We’re talking in the bakery’s vast premises at Fisherman’s Wharf. Outside, tourists file past souvenir shops and seafood restaurants, snapping long-distance shots of Alcatraz. Inside, a team of 25 bakers are going about their daily work in an open kitchen. “We use 25,000lbs (11,340kg) of dough a day,” says Fernando, matter-of-factly.
Remarkably, Boudin’s ‘mother dough’ (more typically called the starter, and in basic terms the dough that’s used to start the rising process) is said to date back as far as the bakery itself, to the Gold Rush era. Come calling today and you can settle into a classy on-site restaurant to sample everything from sourdough pizzas to sourdough-crumbed mac and cheese. Alternatively, you can buy a loaf, wander back into the sunshine, or indeed the fog, and chew over a bit of history.
Four more SF classics
If Marseille has bouillabaisse, San Francisco has cioppino, a rich, Italian-influenced, tomato-based stew with herbs, wine and a medley of seafood. It’s said to have originated when local fishermen with poor daily hauls walked the docksides with pots, asking more fortunate colleagues to donate fish from their own catches. The version I try — at the aptly named Cioppino’s — is a happily colossal bowl of clams, Dungeness crab legs, mussels, snapper, calamari and shrimp. Paired with dunkable sourdough and a glass of Sangiovese, it’s a proper meal.
Anchor Steam Beer
Anchor calls itself America’s first craft brewery. It dates back to 1896, and its Steam Beer takes its name from when its brews had to be refrigerated on rooftops, puffing steam into the cool air. A visit to Anchor’s Potrero Hill brewery is an atmospheric blast of wooden-clad offices and bulbous copper kettles, while its amber-hued signature beer still gets its distinct taste from lager yeasts brewed at ale temperatures. “Give a man a beer and he’ll waste an afternoon,” grins brewer Jarred Sorci, surveying a range that now includes porters, IPAs and pale ales, “but teach a man to brew and he’ll waste a lifetime.”
Step into low-lit Tadich Grill, in the city’s Financial District, and you’re transported to a different time. A long, wooden counter stretches the length of the restaurant under high, unadorned walls. Ageing waiters in baggy white jackets serve Martinis and filets mignon to sassy septuagenarian ladies who’ll tell you they’ve been coming since the 1970s. Anthony Bourdain and Rick Stein have eaten here, both opting for the Hangtown Fry, an oyster-and-bacon omelette originally created as a Gold Rush-era luxury.

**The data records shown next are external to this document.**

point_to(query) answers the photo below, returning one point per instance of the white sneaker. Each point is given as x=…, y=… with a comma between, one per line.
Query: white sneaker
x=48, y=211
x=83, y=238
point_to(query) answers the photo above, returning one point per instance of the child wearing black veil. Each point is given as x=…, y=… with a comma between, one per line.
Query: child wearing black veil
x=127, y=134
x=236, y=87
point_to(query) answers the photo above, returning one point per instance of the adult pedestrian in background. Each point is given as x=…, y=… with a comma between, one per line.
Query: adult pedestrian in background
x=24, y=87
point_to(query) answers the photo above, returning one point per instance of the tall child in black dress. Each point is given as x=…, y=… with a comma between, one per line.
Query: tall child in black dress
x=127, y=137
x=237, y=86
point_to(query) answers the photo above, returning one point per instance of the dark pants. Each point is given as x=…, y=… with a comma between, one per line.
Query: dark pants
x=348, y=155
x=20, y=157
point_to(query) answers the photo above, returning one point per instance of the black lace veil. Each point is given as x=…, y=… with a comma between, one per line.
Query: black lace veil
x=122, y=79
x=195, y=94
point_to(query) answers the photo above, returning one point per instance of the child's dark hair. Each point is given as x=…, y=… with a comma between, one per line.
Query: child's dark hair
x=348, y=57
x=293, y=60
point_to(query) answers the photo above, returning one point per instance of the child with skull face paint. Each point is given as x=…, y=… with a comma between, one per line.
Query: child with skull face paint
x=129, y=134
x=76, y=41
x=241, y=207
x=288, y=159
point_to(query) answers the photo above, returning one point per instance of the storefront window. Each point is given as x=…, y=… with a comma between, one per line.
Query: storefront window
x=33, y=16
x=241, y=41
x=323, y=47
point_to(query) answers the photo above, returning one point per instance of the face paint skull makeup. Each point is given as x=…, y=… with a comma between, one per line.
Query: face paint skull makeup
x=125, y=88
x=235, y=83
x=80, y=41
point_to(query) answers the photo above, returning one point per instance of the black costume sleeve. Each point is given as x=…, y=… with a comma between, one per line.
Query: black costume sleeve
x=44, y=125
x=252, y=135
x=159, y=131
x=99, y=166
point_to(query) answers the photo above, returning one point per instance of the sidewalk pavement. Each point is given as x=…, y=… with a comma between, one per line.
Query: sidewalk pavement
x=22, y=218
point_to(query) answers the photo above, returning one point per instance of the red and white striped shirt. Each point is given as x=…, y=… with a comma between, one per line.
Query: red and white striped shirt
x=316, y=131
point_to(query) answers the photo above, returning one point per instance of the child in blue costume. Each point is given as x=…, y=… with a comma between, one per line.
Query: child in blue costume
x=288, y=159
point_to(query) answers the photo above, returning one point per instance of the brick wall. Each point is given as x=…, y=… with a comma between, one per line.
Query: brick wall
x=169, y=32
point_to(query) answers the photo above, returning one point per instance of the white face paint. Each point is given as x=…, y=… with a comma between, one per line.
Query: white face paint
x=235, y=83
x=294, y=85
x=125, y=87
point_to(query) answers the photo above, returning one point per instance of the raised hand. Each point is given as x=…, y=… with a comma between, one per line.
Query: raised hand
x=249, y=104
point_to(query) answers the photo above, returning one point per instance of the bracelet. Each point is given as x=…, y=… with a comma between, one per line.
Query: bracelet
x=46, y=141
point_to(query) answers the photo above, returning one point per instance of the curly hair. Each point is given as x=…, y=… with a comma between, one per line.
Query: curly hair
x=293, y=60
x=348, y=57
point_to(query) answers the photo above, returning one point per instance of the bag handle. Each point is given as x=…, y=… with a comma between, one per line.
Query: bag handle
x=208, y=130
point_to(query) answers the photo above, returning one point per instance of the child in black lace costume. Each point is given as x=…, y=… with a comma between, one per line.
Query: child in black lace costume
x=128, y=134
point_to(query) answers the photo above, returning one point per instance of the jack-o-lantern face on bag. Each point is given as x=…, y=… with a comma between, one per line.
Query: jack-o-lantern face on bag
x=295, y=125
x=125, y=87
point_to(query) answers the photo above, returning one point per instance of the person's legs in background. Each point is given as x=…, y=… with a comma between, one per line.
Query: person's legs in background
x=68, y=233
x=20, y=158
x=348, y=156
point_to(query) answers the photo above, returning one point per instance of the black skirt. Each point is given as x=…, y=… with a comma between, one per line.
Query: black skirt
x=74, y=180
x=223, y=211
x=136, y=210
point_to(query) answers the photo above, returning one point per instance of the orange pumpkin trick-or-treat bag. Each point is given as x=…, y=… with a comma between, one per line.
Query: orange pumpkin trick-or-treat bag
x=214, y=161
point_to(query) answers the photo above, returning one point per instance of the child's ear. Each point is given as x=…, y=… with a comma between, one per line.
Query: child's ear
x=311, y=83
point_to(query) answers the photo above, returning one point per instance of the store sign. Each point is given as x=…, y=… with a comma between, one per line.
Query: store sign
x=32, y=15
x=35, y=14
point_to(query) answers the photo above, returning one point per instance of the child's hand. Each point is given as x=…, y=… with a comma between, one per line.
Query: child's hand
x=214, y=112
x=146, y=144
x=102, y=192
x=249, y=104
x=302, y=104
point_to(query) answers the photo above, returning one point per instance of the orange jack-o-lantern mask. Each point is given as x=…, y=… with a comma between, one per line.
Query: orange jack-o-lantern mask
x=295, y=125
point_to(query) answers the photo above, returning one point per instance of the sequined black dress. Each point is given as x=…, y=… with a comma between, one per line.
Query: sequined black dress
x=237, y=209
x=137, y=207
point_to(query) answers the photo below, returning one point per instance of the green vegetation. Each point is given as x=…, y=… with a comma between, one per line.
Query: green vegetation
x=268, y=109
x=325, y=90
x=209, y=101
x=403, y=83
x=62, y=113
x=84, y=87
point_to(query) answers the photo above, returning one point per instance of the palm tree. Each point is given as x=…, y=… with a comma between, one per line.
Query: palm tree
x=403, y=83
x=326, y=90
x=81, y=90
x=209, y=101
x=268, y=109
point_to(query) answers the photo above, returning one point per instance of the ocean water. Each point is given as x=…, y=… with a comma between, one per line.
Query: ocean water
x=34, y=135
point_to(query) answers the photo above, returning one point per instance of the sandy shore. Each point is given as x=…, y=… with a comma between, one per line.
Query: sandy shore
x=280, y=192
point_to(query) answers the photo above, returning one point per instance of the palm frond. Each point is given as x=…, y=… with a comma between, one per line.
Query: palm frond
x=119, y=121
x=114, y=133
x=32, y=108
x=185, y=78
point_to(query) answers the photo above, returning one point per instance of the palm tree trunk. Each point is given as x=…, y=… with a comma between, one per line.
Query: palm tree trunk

The queues at La Taqueria in the Mission District tell their own tale. Behind the counter, sides of meat are being chopped, Mexican beers are being handed out and tortillas are being stuffed and rolled almost to bursting point. There are plenty of nearby spots to try the district’s globally famous burritos, but you won’t regret joining the throng at La Taqueria and tackling a super burrito: a deliciously weighty, flour-wrapped cylinder packed with fresh salsa, meat (most opt for pork or beef), cheese, pinto beans, sour cream and guacamole that’s been sating San Fran appetites for decades. Don’t expect to be hungry afterwards.
British Airways, Virgin Atlantic, Delta and United all fly from Heathrow to San Francisco.
The Axiom Hotel has a great downtown location, modern rooms and a lobby cafe. Room-only doubles from $131 (£103).